Why is it not evident that the whole endeavor is a prime case of Derrida's
"dangerous supplement"? Marxists posit a state of primitive communism
to use in critiquing capitalism; feminists invoke a primordial matriarchy
to damn patriarchy; certain modern movies romanticize the American
Indians in order to lambaste industrial society. All are versions
of the "noble savage" hypothesis, the attempt to oppose
nature to culture in order to make culture look bad. But, as Derrida
shows, all such attempts are dishonest (even if self-deceived), since
we can now have no access to pure nature. What we call "nature," as
in all the above examples, is a selective and hypothetical reconstruction
based on research (and, at least as often, ideology: the way we think
things must have been). These hypothetical reconstructions are thus
themselves products of culture, albeit perhaps counter-culture. Counter-culture
is masquerading as nature. Every biblicist "restoration" movement
is thus an innovation movement. And so with the historical Jesus.

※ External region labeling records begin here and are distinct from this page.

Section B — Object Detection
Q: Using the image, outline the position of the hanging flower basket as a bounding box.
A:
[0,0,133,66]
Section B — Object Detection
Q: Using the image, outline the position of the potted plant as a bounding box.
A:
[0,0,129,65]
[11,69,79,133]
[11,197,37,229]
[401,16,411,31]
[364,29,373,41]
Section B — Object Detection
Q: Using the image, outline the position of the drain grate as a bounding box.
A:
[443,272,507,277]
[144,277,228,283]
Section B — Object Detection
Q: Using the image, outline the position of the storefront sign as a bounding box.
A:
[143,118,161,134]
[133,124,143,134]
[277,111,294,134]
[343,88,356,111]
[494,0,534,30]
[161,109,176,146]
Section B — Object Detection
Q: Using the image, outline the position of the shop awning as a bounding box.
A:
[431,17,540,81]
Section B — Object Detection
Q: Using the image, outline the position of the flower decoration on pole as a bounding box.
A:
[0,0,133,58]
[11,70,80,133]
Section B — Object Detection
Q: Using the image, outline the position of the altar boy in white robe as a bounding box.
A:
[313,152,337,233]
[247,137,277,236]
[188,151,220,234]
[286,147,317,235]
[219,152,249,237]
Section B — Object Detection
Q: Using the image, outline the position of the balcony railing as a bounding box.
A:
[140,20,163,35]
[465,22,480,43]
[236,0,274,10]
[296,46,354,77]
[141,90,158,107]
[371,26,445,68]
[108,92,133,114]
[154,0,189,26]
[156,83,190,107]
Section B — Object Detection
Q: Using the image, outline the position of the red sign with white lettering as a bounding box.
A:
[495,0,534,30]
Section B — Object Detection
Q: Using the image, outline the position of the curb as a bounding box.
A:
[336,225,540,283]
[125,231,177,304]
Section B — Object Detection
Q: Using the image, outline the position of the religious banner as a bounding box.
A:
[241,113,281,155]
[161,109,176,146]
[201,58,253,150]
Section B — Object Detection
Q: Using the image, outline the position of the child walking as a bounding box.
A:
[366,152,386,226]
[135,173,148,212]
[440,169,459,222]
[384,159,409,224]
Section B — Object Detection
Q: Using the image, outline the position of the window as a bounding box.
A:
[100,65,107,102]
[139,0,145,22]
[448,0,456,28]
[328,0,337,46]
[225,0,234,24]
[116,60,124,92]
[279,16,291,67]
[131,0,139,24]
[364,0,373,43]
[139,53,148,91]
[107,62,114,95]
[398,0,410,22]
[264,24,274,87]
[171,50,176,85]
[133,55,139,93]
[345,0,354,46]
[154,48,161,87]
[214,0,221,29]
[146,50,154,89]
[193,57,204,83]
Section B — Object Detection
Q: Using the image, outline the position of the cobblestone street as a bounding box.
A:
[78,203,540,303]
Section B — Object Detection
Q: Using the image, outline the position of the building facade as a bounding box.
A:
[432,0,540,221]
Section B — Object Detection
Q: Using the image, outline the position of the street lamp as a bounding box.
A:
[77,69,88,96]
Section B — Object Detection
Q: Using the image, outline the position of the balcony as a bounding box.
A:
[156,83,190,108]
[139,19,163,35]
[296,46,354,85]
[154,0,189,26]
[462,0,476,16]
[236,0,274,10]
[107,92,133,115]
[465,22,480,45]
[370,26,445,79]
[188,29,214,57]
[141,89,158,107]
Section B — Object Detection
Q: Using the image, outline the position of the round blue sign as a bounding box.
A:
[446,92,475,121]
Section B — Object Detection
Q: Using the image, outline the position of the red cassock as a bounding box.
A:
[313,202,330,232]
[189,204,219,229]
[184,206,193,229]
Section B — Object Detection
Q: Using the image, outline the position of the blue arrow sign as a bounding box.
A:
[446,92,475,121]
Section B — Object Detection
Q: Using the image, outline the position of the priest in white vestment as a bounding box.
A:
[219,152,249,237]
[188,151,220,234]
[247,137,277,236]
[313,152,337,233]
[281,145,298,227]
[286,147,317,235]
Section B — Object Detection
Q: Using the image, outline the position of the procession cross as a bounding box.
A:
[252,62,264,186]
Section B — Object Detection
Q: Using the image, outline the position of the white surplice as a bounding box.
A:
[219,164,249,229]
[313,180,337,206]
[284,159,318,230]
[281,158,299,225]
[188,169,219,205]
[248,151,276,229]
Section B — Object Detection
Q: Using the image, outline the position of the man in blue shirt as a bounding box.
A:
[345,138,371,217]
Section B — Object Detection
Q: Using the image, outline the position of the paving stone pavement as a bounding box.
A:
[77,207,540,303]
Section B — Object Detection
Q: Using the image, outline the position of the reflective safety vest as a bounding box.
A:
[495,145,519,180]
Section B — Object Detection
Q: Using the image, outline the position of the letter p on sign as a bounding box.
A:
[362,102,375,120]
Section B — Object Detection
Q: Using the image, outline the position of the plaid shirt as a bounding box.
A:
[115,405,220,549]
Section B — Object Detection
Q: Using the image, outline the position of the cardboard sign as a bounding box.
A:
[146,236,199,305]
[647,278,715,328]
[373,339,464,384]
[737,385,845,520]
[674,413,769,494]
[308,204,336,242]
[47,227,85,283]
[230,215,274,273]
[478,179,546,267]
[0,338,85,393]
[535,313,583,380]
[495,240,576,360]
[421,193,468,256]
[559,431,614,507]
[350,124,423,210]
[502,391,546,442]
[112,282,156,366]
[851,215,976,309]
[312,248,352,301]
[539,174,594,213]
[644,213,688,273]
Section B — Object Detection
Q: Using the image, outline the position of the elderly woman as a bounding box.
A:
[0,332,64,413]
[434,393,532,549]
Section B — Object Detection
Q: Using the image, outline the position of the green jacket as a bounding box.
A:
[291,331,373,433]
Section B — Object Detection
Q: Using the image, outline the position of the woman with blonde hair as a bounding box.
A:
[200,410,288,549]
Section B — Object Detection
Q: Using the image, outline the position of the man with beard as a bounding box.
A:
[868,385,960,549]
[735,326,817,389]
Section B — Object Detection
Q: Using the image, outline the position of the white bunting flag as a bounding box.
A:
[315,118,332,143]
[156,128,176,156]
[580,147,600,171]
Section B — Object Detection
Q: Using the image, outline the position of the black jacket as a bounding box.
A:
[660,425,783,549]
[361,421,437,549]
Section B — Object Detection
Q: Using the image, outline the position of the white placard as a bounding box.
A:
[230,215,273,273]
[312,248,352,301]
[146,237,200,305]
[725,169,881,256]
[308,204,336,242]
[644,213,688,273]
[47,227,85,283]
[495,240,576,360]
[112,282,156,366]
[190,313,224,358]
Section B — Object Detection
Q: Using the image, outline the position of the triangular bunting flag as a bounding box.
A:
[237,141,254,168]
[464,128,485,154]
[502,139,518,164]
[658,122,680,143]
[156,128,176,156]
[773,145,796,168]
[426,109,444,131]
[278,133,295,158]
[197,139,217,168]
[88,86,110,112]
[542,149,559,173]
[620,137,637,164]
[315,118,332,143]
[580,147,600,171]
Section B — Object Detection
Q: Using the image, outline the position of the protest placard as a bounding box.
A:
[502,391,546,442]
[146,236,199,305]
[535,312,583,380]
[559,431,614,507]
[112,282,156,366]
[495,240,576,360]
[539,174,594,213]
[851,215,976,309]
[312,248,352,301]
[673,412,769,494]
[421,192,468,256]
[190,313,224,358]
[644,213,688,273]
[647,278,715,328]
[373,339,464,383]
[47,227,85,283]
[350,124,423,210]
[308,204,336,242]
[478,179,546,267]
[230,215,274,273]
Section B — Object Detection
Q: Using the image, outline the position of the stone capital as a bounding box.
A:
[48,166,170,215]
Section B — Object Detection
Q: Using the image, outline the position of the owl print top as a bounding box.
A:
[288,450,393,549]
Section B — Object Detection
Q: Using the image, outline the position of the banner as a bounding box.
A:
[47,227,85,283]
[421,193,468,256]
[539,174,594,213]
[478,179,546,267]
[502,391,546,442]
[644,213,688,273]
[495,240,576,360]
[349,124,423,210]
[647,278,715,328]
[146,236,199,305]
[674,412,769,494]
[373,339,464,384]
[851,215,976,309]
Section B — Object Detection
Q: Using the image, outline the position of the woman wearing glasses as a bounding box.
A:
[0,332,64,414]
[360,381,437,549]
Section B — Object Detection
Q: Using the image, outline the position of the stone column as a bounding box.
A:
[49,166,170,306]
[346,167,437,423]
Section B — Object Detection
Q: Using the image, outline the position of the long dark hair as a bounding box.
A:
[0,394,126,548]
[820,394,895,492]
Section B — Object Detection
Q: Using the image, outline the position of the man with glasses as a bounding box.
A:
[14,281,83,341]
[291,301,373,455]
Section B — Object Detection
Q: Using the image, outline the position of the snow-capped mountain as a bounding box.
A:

There may have been a historical Jesus, one who lived in the time
of Tiberius Caesar, but for us there is no longer any historical Jesus,
only selective reconstructions which may or may not be on target.
We can never know. And the minute any one of them is invoked as the
criterion by which true Christianity is to be judged, as in this book,
it has forfeited its claim to be a historical hypothesis and has instead
become a Christology.
Lüdemann's option for Renan's version of the resurrection is perhaps
significant. One wonders if it is chiefly residual Christian sentiment
that, so to speak, causes him to answer D. F. Strauss's searching
question, "Are we still Christians?" in the affirmative.
For what is left? For Lüdemann Christianity is "a wisdom and
an ethic" propounded by Jesus. This fits Lüdemann's claim that
Jesus brought a religious insight so revolutionary that Marcion was
almost right: it constituted the revelation of a hitherto unknown
God. But do we not hear in these words the lingering echo of obsolete
Christian triumphalism? Lüdemann appreciates Marcion of Sinope as
one of the few genuine heirs of the message of Jesus. But, to hark
back to the beginning of this review, what about his countryman Diogenes
of Sinope? He and others previous to Jesus (as recent comparisons
of Jesus to the Cynics makes doubly clear) espoused many of the same
ideals before Jesus. Only if, with Lüdemann, we continue to pretend
that Jesus' teaching was in some way unique can we justify continu-ing
to insist on pasting Jesus' label on the bottle. Lüdemann is keen
in his perception that we must choose truth over the church. But then
why risk idolatry by placing the name of Jesus on a par with the truth?
Would it not be more consistent with the very ideals Lüdemann so admires
in Jesus to follow instead the course recommended by Socrates: "Think
not of Socrates but think of the truth"? Is it really so important
to refine and reform (and thus to continue to belong to) Christianity?
When it always seems to come down to that, we have to wonder where
the ultimate loyalty is: to the truth or, after all, to the church?